China transformó la cima de una montaña en una pista aérea de 2,6 kilómetros, creando un aeropuerto a 1.700 metros sobre el nivel del mar donde antes solo había roca. El megaproyecto, asociado al Aeropuerto de Chongqing Wushan, buscó romper el aislamiento de la región de las Tres Gargantas y mejorar la conectividad con el resto del país.
La obra comenzó en 2015 y fue inaugurada el 16 de agosto de 2019, tras seis años de trabajos ininterrumpidos. En lugar de aprovechar un valle natural, los ingenieros optaron por nivelar un pico montañoso, reconfigurando completamente el terreno mediante detonaciones controladas, excavaciones masivas y rellenos técnicos.
De montaña irregular a meseta operativa

El proyecto partió de un pico de unos 1.800 metros con desniveles incompatibles con la aviación comercial. La estrategia fue clara: extraer material de las zonas más altas y utilizarlo para rellenar depresiones, formando una gran plataforma artificial.
En el proceso participaron aproximadamente 800 máquinas y 2.000 trabajadores en turnos continuos. Debido a la dureza de la roca y el acceso complejo, el uso de explosivos fue indispensable para abrir el frente de obra.
El terreno rellenado fue sometido a compactación dinámica, garantizando estabilidad geotécnica en una infraestructura que no admite variaciones estructurales significativas. Las lluvias intensas obligaron a implementar sistemas de drenaje de emergencia y ajustes constantes en el cronograma.
Una pista preparada para aeronaves de hasta 70 toneladas
Con la plataforma lista, se construyó la pista de 2.600 metros, con subbases de piedra triturada compactada y capas de asfalto aplicadas bajo estrictos controles de temperatura —clave en zonas de gran altitud—.
El diseño permite operar aeronaves de hasta 70 toneladas. Además, se instalaron sistemas completos de navegación, iluminación, estaciones meteorológicas y protocolos de control de FOD (residuos peligrosos para motores y neumáticos), fundamentales en aeropuertos de montaña.
La terminal, de unos 3.500 m², combina estructura metálica y vidrio, mientras que el área de carga está preparada para mover hasta 1.200 toneladas, ampliando el impacto económico del aeropuerto más allá del transporte de pasajeros.

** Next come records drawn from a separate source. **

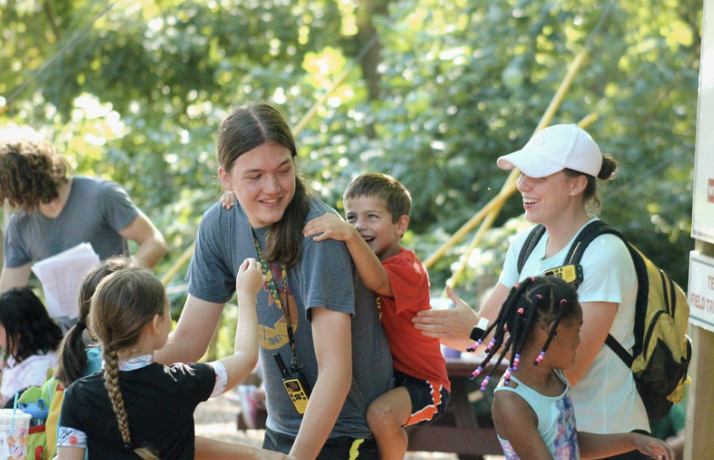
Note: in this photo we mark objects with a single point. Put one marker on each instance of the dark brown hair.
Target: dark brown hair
(31, 171)
(607, 172)
(124, 303)
(72, 354)
(250, 126)
(391, 192)
(534, 301)
(28, 328)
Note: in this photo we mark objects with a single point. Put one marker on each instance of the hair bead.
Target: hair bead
(475, 373)
(484, 382)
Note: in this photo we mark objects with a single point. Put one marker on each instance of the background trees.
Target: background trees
(448, 86)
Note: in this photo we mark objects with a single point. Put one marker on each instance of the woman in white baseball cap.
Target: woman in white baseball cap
(559, 168)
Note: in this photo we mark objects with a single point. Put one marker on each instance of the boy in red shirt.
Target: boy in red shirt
(377, 209)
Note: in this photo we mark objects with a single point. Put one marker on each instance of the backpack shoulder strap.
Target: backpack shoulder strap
(584, 238)
(529, 245)
(619, 350)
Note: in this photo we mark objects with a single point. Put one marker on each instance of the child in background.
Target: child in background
(377, 209)
(28, 338)
(533, 414)
(76, 358)
(138, 407)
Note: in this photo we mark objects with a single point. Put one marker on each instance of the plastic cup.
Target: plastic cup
(13, 434)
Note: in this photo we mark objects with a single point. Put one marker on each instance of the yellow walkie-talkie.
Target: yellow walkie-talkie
(572, 273)
(295, 384)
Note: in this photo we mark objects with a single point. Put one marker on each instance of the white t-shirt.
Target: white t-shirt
(605, 399)
(31, 372)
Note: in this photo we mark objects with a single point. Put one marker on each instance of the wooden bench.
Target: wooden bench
(457, 431)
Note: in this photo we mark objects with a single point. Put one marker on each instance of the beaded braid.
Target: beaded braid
(500, 326)
(562, 304)
(111, 383)
(520, 310)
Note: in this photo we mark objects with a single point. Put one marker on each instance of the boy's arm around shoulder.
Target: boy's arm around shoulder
(369, 267)
(516, 422)
(245, 355)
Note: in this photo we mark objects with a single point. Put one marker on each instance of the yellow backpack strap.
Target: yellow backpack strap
(53, 420)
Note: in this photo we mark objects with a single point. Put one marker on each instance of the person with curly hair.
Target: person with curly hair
(55, 210)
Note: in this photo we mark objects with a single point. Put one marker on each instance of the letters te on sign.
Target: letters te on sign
(701, 290)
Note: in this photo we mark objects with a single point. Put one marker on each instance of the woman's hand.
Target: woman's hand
(655, 448)
(250, 277)
(263, 454)
(451, 323)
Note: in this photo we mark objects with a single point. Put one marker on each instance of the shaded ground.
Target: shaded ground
(216, 418)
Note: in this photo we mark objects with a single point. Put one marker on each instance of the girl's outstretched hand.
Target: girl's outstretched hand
(455, 323)
(655, 448)
(250, 277)
(227, 200)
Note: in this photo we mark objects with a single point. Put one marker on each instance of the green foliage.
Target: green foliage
(139, 98)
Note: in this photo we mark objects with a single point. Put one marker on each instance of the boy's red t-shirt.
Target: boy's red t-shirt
(413, 353)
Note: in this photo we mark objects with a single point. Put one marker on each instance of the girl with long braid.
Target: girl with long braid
(137, 407)
(538, 329)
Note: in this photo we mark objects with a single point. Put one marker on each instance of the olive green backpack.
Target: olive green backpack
(662, 351)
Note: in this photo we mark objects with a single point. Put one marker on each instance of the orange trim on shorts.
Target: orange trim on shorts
(429, 411)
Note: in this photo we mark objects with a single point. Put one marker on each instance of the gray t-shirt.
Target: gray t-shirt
(95, 212)
(324, 277)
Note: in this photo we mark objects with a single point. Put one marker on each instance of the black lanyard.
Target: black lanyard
(270, 281)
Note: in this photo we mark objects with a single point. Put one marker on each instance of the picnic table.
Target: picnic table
(458, 430)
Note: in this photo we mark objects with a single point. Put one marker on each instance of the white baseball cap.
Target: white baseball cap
(553, 149)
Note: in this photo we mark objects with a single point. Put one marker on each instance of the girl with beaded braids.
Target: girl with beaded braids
(139, 407)
(539, 327)
(560, 167)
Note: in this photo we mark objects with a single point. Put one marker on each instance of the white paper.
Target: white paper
(61, 276)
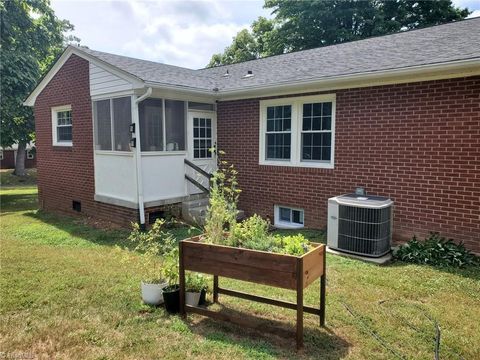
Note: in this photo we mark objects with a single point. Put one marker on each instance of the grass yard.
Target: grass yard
(8, 179)
(66, 294)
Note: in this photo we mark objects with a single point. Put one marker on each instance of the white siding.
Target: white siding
(103, 81)
(115, 177)
(163, 176)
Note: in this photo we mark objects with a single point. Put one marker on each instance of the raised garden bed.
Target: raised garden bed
(279, 270)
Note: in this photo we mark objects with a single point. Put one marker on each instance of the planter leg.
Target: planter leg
(181, 276)
(299, 335)
(215, 288)
(323, 284)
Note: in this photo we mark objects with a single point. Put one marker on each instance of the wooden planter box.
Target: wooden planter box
(279, 270)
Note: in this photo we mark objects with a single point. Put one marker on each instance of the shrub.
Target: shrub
(152, 245)
(436, 250)
(222, 208)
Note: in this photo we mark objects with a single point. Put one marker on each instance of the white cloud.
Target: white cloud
(183, 33)
(475, 13)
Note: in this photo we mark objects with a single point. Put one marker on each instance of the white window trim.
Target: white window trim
(56, 110)
(295, 152)
(286, 224)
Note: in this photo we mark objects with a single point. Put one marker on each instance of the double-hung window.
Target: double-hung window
(62, 125)
(279, 132)
(298, 131)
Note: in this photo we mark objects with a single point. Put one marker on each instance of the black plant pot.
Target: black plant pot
(203, 297)
(171, 297)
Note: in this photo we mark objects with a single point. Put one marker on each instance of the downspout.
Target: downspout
(138, 156)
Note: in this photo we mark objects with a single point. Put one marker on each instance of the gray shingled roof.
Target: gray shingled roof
(433, 45)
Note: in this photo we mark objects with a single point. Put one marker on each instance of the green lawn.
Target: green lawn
(8, 179)
(65, 293)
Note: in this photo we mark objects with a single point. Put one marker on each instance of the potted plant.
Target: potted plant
(151, 246)
(195, 284)
(171, 293)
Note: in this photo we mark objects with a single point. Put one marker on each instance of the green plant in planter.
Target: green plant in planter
(195, 282)
(151, 246)
(293, 245)
(252, 233)
(170, 268)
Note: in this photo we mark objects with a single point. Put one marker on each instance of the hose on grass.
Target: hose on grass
(367, 328)
(424, 334)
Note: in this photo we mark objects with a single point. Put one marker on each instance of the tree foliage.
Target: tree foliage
(300, 25)
(31, 38)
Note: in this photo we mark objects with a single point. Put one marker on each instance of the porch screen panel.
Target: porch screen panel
(151, 125)
(175, 119)
(103, 125)
(122, 118)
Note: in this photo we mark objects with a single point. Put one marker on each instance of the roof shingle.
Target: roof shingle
(434, 45)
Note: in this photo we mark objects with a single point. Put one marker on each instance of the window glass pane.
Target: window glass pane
(122, 118)
(297, 216)
(327, 109)
(64, 133)
(316, 131)
(326, 123)
(278, 137)
(103, 126)
(284, 214)
(151, 127)
(64, 117)
(175, 125)
(200, 106)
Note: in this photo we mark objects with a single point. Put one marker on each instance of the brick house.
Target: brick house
(121, 138)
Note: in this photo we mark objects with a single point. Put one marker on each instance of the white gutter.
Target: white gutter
(138, 155)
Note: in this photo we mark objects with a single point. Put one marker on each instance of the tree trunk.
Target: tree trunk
(20, 160)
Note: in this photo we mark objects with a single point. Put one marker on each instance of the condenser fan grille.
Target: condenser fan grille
(364, 230)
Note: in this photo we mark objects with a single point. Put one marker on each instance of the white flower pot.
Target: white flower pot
(152, 293)
(192, 299)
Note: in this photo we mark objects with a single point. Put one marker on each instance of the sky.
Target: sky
(183, 33)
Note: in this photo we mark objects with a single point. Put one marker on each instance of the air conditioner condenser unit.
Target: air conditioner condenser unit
(360, 224)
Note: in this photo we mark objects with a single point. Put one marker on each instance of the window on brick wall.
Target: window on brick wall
(298, 131)
(112, 119)
(62, 125)
(287, 217)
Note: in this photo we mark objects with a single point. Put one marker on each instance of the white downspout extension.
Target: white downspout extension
(138, 156)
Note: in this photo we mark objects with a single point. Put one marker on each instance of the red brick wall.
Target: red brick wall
(67, 173)
(417, 143)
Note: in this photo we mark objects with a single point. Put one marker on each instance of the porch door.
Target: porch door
(202, 137)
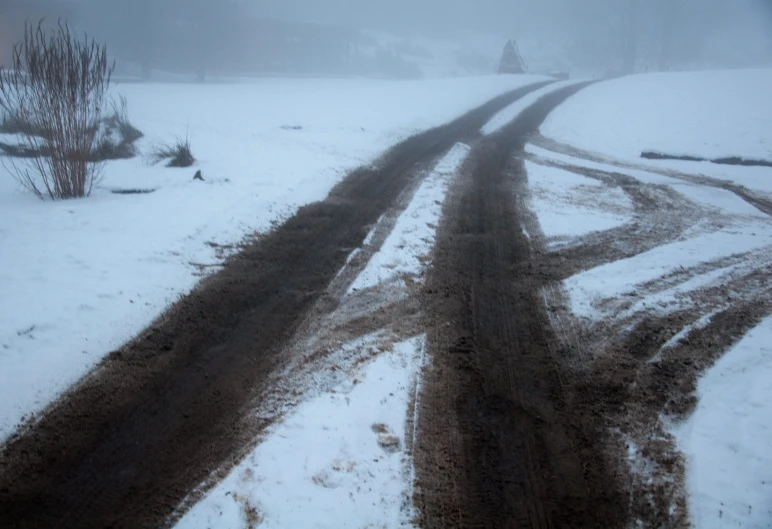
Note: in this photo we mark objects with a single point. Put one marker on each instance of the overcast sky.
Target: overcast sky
(499, 16)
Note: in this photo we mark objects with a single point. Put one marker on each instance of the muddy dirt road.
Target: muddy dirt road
(528, 417)
(525, 416)
(127, 445)
(496, 447)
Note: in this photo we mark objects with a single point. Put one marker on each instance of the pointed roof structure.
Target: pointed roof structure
(511, 61)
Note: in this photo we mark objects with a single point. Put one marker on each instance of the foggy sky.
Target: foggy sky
(496, 16)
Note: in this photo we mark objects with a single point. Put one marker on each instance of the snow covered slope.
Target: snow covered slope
(704, 114)
(79, 278)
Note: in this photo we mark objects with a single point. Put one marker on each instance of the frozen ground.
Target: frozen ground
(728, 439)
(704, 114)
(715, 262)
(342, 458)
(79, 278)
(337, 461)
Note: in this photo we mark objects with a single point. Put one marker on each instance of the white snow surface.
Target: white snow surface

Una apuesta estratégica de largo plazo
El proyecto demandó una inversión cercana a US$123 millones y refleja una estrategia de planificación a largo plazo. Más que una obra de ingeniería monumental, representa una decisión estructural: convertir una barrera geográfica en infraestructura funcional permanente.
Hoy, donde antes había un pico rocoso, despegan y aterrizan vuelos comerciales que reducen tiempos de traslado y fortalecen la logística regional. La montaña no desapareció, pero la capacidad de atravesarla cambió por completo.